Whole Cannabis Flower Relieves Pain More Than Other Weed Products, Study Shows

[Canniseur: I tried whole flower for pain relief and I can state that it works. Cannabis flower knocks out the pain out with the first toke. It was amazing. The only problem I found is that it only lasts about 1/2 hour or so and then you have to dose again. What a terrible thing to have to do. Not.]

A new study reports that whole cannabis flower offers more pain relief than other medical marijuana products, adding to a growing body of evidence suggesting that THC-rich whole flower can be more medically effective than isolated cannabinoids.

The study, published in last month’s Complementary Therapies in Medicine journal, used data from the Releaf mobile app, which was designed to let users keep track of their symptoms before, during, and after using medical marijuana. This app, which was created by three of the study’s co-authors, collected data from 2,987 people between June 2016 and October 2018.

Researchers from the University of New Mexico used this dataset, which they refer to as “the largest database of real-time cannabis administration sessions in the US,” to view over 20,513 user-reported medical marijuana sessions.

In the app, patients are able to report the effects of individual medical marijuana products on five different pain categories: musculoskeletal, gastrointestinal, nerve, headache-related, or non-specified pain. Releaf allows users to rank the effectiveness of each product’s pain relief on a scale of one to ten. On average, users reported their initial pain levels at 5.87 out of 10. After using medical marijuana, users reported that their pain levels dropped to an average of 2.77 — a decrease of 3.1 points.

“Perhaps the most surprising result is just how widespread relief was with symptom relief reported in about 95 percent of cannabis administration sessions and across a wide variety of different types of pain,” said Xiaoxue Li, the lead author of the study, in a statement.

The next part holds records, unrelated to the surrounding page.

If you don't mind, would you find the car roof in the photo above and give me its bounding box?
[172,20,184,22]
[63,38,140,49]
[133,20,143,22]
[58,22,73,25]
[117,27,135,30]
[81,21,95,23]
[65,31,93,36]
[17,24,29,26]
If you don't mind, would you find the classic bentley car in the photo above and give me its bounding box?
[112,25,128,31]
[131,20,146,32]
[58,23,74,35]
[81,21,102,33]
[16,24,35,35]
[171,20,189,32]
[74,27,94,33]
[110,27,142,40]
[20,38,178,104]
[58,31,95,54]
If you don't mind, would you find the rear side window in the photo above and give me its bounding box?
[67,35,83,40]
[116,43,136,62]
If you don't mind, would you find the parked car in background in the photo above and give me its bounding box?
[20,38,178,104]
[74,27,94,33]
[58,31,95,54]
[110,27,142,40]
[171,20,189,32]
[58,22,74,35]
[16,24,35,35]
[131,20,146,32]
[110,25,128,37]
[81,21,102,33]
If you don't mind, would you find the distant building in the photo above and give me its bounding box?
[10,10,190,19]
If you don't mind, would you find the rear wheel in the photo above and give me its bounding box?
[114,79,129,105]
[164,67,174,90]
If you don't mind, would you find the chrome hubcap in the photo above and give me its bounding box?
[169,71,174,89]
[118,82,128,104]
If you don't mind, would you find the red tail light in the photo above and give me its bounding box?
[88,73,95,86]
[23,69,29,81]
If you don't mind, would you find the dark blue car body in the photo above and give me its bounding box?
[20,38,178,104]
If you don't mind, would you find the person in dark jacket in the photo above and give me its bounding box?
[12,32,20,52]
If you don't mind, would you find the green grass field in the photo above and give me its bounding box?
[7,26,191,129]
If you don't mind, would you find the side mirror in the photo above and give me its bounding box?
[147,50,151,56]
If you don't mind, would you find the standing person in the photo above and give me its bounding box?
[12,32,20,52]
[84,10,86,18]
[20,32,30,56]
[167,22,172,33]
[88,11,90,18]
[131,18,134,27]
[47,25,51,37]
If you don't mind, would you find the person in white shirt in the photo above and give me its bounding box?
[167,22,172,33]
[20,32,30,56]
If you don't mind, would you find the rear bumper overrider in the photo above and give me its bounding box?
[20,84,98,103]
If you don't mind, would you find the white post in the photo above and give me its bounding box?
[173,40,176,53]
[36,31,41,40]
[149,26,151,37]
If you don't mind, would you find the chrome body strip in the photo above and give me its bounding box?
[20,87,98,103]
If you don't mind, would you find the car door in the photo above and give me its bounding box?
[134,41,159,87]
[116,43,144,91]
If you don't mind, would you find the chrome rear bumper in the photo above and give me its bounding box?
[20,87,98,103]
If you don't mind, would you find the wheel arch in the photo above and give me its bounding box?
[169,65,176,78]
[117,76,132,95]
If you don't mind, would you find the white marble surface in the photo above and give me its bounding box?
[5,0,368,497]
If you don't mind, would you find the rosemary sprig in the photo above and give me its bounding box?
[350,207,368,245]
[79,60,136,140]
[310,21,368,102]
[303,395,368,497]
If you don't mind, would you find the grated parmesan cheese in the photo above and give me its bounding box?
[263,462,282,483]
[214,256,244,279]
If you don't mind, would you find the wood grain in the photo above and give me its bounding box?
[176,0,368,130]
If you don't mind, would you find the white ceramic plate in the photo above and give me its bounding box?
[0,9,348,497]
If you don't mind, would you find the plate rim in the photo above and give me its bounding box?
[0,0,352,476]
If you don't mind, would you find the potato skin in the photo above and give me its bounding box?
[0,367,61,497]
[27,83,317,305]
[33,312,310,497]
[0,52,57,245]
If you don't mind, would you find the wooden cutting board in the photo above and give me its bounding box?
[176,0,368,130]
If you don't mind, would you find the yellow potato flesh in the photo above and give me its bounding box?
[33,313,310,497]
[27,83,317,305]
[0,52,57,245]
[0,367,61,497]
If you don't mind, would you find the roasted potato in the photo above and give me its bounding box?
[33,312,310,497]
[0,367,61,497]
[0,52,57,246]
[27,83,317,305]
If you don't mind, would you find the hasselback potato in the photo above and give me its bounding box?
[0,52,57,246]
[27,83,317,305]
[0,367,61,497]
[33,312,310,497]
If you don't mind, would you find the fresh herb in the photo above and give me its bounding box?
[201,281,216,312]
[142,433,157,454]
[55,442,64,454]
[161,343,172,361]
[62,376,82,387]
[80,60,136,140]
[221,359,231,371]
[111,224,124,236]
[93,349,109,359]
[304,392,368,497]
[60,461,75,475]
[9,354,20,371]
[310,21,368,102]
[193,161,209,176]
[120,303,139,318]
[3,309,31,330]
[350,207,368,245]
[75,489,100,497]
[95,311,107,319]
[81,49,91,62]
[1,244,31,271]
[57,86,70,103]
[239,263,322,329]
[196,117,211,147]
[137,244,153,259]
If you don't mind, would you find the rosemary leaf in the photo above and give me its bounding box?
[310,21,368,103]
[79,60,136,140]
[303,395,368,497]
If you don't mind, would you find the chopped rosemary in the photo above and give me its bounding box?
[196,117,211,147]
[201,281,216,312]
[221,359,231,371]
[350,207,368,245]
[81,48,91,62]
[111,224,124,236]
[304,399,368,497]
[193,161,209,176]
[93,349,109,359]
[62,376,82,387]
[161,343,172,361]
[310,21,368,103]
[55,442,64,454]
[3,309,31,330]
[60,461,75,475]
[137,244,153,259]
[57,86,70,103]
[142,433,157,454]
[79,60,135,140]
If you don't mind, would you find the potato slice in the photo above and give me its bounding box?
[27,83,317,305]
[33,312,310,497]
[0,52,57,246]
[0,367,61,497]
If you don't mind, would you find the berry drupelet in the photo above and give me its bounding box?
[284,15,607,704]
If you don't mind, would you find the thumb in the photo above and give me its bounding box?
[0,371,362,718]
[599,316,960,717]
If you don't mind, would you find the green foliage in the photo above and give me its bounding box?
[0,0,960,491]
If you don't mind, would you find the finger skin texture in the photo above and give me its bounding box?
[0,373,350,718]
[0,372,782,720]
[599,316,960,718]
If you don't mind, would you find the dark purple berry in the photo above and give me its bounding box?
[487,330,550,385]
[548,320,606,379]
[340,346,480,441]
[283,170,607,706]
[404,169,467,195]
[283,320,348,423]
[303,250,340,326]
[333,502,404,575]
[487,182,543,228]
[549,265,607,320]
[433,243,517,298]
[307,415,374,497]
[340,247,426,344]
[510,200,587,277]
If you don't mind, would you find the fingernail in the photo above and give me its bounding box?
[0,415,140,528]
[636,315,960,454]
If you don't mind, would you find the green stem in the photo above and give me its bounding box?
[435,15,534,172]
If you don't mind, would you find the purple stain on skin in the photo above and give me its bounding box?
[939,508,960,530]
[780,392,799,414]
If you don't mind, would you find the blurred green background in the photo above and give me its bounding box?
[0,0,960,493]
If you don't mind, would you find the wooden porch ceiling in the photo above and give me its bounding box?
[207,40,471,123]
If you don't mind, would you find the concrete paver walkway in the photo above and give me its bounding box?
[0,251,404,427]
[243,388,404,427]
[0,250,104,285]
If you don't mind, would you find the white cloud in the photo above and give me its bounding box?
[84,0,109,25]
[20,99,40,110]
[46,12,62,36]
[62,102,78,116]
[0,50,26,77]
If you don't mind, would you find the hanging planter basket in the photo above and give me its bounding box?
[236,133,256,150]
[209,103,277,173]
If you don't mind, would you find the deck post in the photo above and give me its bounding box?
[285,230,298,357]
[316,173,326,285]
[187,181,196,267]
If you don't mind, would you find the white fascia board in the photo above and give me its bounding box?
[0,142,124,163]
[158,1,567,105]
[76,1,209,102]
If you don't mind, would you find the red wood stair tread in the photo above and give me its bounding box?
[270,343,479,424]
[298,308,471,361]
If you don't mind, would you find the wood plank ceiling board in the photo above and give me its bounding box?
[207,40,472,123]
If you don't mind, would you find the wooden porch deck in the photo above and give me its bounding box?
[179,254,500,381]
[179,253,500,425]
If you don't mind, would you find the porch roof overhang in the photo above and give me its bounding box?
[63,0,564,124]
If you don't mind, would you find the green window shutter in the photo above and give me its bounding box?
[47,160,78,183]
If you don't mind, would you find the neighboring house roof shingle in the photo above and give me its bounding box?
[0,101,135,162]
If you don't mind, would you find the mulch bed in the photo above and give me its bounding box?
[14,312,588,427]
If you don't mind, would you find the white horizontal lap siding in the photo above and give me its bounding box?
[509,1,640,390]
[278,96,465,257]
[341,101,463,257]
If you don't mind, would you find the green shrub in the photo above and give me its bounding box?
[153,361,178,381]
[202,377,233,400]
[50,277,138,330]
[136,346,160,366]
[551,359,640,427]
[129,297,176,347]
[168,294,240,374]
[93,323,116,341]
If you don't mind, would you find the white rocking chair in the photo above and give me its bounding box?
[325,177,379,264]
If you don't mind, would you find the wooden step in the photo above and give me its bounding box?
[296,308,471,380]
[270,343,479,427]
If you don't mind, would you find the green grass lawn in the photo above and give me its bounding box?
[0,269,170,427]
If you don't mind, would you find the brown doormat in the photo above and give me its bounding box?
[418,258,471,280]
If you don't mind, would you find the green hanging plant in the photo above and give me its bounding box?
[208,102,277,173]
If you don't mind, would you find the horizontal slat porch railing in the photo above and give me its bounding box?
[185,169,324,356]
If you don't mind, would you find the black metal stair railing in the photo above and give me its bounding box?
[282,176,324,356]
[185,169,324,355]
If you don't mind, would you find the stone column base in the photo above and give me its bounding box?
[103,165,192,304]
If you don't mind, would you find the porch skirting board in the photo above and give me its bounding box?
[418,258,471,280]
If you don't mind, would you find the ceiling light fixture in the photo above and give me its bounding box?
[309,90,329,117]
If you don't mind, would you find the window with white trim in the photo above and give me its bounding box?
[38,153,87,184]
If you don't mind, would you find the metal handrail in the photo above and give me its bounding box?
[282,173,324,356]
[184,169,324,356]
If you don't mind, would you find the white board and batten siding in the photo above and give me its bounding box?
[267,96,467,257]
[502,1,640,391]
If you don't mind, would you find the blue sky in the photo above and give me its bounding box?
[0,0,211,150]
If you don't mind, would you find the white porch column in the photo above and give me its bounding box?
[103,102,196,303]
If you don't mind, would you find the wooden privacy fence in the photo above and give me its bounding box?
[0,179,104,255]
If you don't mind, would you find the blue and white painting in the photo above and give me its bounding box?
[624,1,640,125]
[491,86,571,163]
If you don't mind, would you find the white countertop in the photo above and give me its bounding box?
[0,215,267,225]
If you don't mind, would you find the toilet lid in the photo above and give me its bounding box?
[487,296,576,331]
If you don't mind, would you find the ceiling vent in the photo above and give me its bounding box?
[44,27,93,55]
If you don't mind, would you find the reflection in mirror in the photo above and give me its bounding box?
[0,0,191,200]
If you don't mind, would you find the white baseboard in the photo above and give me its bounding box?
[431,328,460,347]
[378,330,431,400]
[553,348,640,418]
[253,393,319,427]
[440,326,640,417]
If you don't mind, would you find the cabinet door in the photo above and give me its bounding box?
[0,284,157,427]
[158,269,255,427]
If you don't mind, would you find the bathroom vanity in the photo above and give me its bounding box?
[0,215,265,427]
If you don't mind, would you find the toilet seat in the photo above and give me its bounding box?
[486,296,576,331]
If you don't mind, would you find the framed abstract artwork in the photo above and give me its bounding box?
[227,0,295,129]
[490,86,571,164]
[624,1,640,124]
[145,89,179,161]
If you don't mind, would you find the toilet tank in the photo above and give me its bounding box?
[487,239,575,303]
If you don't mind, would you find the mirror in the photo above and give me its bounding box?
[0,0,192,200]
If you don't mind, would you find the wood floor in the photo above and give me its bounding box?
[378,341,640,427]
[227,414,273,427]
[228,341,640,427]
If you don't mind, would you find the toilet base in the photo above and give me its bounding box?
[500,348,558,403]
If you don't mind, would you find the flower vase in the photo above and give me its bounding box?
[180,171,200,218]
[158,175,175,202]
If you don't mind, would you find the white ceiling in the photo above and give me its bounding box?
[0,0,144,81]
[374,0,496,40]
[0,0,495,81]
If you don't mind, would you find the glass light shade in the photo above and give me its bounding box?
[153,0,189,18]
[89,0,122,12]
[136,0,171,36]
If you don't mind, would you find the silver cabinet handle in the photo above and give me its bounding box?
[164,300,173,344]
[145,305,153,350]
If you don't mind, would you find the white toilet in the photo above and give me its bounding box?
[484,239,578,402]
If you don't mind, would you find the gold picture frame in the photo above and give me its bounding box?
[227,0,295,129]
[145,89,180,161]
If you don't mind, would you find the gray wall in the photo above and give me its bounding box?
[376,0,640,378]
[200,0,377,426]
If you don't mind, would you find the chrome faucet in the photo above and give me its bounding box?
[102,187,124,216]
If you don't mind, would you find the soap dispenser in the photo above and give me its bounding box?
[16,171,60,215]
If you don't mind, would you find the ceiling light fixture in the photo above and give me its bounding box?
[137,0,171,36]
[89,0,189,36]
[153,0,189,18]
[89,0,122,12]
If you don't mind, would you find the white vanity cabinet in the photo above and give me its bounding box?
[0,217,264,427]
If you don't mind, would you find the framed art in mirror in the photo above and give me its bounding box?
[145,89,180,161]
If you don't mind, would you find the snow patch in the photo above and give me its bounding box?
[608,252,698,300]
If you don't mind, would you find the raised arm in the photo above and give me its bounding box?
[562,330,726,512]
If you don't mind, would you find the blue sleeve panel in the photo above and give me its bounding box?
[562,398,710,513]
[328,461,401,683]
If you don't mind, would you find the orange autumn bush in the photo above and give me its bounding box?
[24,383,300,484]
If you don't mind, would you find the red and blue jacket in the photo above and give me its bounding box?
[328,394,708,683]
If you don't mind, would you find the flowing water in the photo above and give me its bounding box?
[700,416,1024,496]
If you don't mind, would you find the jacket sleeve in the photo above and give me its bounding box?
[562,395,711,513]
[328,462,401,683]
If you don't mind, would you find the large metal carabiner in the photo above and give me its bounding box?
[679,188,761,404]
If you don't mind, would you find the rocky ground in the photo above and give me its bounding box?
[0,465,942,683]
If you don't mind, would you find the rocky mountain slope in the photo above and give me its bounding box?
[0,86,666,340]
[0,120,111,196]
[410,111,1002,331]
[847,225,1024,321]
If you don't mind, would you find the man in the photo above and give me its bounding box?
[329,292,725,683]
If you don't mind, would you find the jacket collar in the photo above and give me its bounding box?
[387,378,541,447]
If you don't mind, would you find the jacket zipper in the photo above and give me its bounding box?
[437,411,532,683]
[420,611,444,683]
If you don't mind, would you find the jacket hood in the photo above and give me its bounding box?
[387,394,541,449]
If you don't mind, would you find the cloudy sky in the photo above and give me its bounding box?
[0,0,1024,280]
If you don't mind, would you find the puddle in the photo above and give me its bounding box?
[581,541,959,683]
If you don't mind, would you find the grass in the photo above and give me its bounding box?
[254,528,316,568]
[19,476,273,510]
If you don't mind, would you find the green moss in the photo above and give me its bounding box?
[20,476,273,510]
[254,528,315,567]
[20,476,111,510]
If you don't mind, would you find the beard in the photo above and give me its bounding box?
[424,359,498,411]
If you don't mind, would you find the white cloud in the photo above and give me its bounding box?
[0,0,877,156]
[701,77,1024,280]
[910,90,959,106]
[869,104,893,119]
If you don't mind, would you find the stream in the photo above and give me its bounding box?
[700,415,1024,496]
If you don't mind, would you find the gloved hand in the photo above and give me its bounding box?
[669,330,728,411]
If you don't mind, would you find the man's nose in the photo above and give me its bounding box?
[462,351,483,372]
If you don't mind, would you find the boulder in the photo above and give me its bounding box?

Broken down by type of cannabis product, researchers discovered that “consumption of whole, natural cannabis flower was associated with greater anesthetic potential than were most other types of products.”

Concentrates and topicals provided similar relief to whole flower, but edibles, pills, and tinctures ultimately showed to be less effective. Concentrates were associated with higher levels of side effects than other kinds of products, however, possibly due to the inclusion of solvents or other additives.

“Cannabis likely has numerous constituents that possess analgesic properties beyond THC, including terpenes and flavonoids, which likely act synergistically for people that use whole dried cannabis flower,” said Jacob Miguel Vigil, another of the study’s lead authors, in a statement.

The data also revealed that patients suffering from muscle, headache, or non-specified pain experienced greater relief when using high-THC products. Patients suffering from gastrointestinal pain did better with lower levels of THC. And even though the popularity of CBD-infused products has been growing like wildfire over the past few years, researchers found that this cannabinoid provided little pain relief.

“Our results confirm that cannabis use is a relatively safe and effective medication for alleviating pain, and that is the most important message to learn from our results,” Vigil concluded. “It can only benefit the public for people to be able to responsibly weigh the true risks and benefits of their pain medication choices, and when given this opportunity, I’ve seen numerous chronic pain patients substitute away from opioid use, among many other classes of medications, in favor of medical cannabis.”

This research underscores the pressing need to do away with federal prohibition laws that prevent the widespread use of this medicine.

“Even just rescheduling cannabis from Schedule I to Schedule II, i.e., classifying it with fentanyl, oxycodone, and cocaine rather than heroin and ecstasy, could dramatically improve our ability to conduct research, ” said co-author Sarah Stith in a statement. “It would require the DEA to recognize that accepted medical uses for cannabis exist, as clearly evidenced by our results and the flourishing medical cannabis programs in the majority of US states.”